2 – Change Your Payment Methods
Another way to ease your cash crunch is by optimizing how you settle your obligations.
If you’ve built strong relationships with your suppliers, you can reach out to them and ask if they can provide you with more favorable payment terms. Instead of getting invoices marked “cash on delivery,” you can try to negotiate for “net 30” arrangements in which invoices are due 30 days after receipt.
You can even try asking for installment payment plans or securing lines of credit. Suppliers are likely to help you out and give you some relief especially if you’ve been a good partner. You can also explore backup partnerships. Maker’s Row and Kole Imports are US-based platforms that can link you to potential manufacturers and suppliers that can offer favorable terms.
If you have credit cards, leverage them in the meantime. Find out which billers take credit card payments and use your cards to pay your bills. Most utility providers do accept them. The gap between your actual transaction date and the card’s due date will give you some leeway on when cash must go out. Just make sure you settle the full amount once your business gets its revenue so that you don’t get charged additional interest.
When doing this, keep in mind that using a personal account for business purposes can result in the loss of protections provided by operating a business as a separate entity. Your creditor can go after your business if your personal account defaults. But if it’s just to tide you over until actual revenue materializes, doing this shouldn’t be a problem.
3 – Secure Additional Funding
You can also try to resolve your cash flow issues by infusing the business with additional cash through external funding.
There are situations where spending is necessary for the good of the business. The cash crunch may be caused by a growth opportunity, such as in the case of stockouts. Your product may suddenly have gotten a surge in demand and now you need to restock and spend on securing additional inventory. In such situations, it can be advantageous to look for ways to secure additional cash rather than let the opportunity to win more customers pass by.

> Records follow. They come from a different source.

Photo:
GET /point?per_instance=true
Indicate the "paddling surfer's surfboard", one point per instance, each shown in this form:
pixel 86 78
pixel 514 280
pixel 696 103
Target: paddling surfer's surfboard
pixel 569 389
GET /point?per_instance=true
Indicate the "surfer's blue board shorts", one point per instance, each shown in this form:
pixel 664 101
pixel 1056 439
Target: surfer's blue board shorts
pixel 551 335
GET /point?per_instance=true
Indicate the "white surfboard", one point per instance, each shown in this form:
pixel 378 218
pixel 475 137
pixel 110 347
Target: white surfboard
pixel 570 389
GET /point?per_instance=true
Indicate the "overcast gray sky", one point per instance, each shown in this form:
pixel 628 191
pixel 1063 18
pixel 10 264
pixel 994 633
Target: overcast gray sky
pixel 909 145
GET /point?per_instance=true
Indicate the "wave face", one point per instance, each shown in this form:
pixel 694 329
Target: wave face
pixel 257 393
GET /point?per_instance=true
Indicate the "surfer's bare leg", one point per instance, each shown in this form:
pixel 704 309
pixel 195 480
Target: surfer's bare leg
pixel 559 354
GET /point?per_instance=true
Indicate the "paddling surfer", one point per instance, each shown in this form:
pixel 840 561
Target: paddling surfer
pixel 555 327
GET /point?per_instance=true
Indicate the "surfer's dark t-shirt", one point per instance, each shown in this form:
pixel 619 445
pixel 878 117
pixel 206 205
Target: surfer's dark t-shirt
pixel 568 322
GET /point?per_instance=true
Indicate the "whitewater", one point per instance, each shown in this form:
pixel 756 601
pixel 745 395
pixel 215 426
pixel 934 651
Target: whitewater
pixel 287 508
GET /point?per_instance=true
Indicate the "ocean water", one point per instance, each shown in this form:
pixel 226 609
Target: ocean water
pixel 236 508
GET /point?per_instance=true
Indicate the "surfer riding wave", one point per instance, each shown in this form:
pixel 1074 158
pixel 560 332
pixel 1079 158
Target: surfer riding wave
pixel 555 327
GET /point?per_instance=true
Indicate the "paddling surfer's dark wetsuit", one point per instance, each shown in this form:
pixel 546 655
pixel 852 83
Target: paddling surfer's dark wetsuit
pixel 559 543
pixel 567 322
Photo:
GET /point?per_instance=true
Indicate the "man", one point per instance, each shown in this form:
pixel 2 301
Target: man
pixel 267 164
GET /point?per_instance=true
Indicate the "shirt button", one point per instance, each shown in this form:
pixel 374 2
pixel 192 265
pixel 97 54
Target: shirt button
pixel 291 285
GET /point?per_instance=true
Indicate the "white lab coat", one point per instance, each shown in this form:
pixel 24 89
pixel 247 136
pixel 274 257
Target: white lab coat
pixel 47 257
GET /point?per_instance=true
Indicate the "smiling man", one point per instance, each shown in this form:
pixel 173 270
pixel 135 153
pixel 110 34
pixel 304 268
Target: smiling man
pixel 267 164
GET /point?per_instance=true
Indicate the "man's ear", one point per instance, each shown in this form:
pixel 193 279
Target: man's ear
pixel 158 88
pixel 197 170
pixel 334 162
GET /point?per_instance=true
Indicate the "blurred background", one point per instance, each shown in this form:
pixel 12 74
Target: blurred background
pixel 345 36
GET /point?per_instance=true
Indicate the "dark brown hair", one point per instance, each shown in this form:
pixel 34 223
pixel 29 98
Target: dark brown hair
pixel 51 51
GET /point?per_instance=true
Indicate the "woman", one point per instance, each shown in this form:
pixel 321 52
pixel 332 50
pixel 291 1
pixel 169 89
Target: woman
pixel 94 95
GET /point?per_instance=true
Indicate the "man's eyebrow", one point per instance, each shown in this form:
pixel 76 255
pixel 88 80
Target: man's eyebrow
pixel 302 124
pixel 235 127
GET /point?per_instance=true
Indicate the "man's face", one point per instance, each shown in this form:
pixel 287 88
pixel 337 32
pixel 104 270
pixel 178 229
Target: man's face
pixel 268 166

E-commerce funding has become easier these days. In recent years, eCommerce-focused funding platforms have been emerging. They can readily provide financing at affordable rates and manageable terms if you have a strong enough sales history. 8fig, for example, integrates with your eCommerce platform and uses artificial intelligence to create customized growth plans based on your needs. The capital injections are disbursed incrementally to ensure the most optimal path toward growth. The platform even provides a free planning tool that you can use to optimize your supply chain using your company’s data.
If you have assets to use as collateral, you can also consider securing conventional loans. LendingTree, for instance, is an online platform that connects businesses with loan providers and creditors. You can shop around for the most favorable business loan that you can get.
Know Where the Money Goes
When experiencing a cash crunch, it’s essential to recognize the reasons behind it. If you’re experiencing a cash crunch because you aren’t generating any revenue, then you may have to check if your business is viable. There’s no shame in reworking your business direction. Easing your cash flow burdens may just be delaying the inevitable and even lead you to a worse situation.
If it’s just a case of bad timing or an unexpected growth opportunity, you should do just fine by applying any of these measures. Just make sure you plan and strategize to ensure that your actions not only address the crunch but also prevent future ones.
Still, it all starts with having an accurate understanding of what’s happening in your business. You should always know where the money goes.